Oh, I’m not going to go all natural, body. I wouldn’t do that to you. We’re in this together and you still shout at me, a child asking for the cookie, for the hot chocolate steaming on a cold day. But I can sneak you in broccoli, a piece of salmon. I can say thank you on the sunny Tuesday when you don’t ache.

And we wait together. Our OB-GYN said the day surgery could be booked in three months—isn’t that long for a biopsy? With COVID, non-urgent surgeries are pushed back. What’s urgent, body? If you’re growing life inside, malignant cells, it’s urgent. Every day, you’re growing something and I don’t know what. Nyah, Nyah. You don’t know, you tell me. You could be brewing anything, mad scientist in your lab. There’s going to be the moment when all your trolling will become a betrayal. You will turn on me, like a lover with a wandering eye I’ll have gotten too old for you, and you’ll abandon me. I’ll go through my days, typing and working, meeting deadlines and making stew, not knowing you’ve already let me down until the call with the test results or the sudden pain in my chest. A blood vessel in my brain unmooring from the shore, the line broken forever. When will you let me down, body?

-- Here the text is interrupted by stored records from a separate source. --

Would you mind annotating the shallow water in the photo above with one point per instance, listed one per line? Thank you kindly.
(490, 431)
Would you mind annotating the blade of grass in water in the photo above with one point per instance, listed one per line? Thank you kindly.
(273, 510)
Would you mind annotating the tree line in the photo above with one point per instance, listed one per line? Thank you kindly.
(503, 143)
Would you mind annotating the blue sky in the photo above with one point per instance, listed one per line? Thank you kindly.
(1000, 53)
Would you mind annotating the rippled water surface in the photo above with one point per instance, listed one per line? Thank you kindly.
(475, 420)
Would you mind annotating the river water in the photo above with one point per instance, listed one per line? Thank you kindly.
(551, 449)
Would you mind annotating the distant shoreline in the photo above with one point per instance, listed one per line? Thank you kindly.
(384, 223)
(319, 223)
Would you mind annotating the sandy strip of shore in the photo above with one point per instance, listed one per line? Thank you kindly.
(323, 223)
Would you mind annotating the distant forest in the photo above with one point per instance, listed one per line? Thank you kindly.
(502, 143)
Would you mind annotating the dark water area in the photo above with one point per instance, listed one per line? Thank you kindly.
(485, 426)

This is terrorism, body, the way you’re holding me hostage, each symptom a letter you send me, demanding more ransom. Another day. Another week. You want more. I hang up with the OB-GYN’s office, appointment booked, and I wonder at the world. Somewhere above me an entire city floats in space and someone is discovering a new idea that will be wondered at a hundred years from now. But I’m bookended by this meat, these organs, waiting to hear back. Waiting to get the lurid pictures from the investigator. Have you betrayed me or is our relationship going to continue?